In Portland's South Park Blocks, between Market & Clay, the outline of a tree appears on the ground, like something the Ent police would draw at a crime scene. This is In the Shadow of the Elm, described as depicting "the shadow of an Elm tree that used to stand at the site. It is made of 169 individually cut pieces of “Sierra White” granite." The city's South Park Blocks page cautiously states "installed in 1984, depicts the shadow of a tree that may have once existed within the grid of trees in the block". A press release from Marylhurst University (where the sculptor taught for many years) gets a bit melodramatic: "Paul Sutinen's public art piece "In the Shadow of the Elm" (in the Park Blocks between the Art Museum and PSU) is one of the treasures of Portland. Simultaneously subtle and magnificent, it is a stone shadow of a great elm tree that is no longer there."
This possibly-hypothetical tree could have died of any number of causes, assuming it existed, but the big threat to the Park Blocks' remaining American elm trees is Dutch elm disease, a fungal plague that arrived here in the 1970s and has been slowly killing off the city's elm trees. There are official city programs, and volunteer efforts, and public awareness campaigns around trying to stop or slow down the disease, but it's possible all the elms in the Park Blocks are living on borrowed time.
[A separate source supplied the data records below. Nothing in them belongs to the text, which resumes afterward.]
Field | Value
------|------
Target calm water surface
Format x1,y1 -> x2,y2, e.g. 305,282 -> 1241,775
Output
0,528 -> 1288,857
It's worth pointing out here that elm trees are not a native tree species in this part of the world, but it would still be sad to lose them all.
A few resistant strains of elm tree have been located or developed, and in 1995 a maybe-replacement tree was planted just south of the "stump marker". It turns out the new tree was planted as a memorial to the Oklahoma City bombing, and was planted just weeks after the event.
In any case, the sculpture project was approved in 1983 as part of an effort to revitalize the South Park Blocks between Market and Jefferson. The idea that the Park Blocks would need revitalizing seems bizarre today, but apparently it was deemed necessary at the time. The project was funded with $50,000 from the National Park Service, via the "Emergency Jobs Act of 1983" (an economic stimulus bill which was generally seen as unsuccessful.)
The most surprising thing about In the Shadow of the Elm is that it's three decades old, and was not invented as part of a Portlandia sketch. I mean, an elaborate civic memorial to a tree? A tree that may not have even existed? That's a bit beyond "put a bird on it" or even "we can pickle that", if you ask me.
In the Shadow of the Elm recently acquired a cheery tropical sibling: In the Shadow of the Palm was created in December 2012 during an artistic residency at the Robert Rauschenberg estate in Captiva, Florida. I think I actually like the sibling better, just because it involves sunshine and palm trees.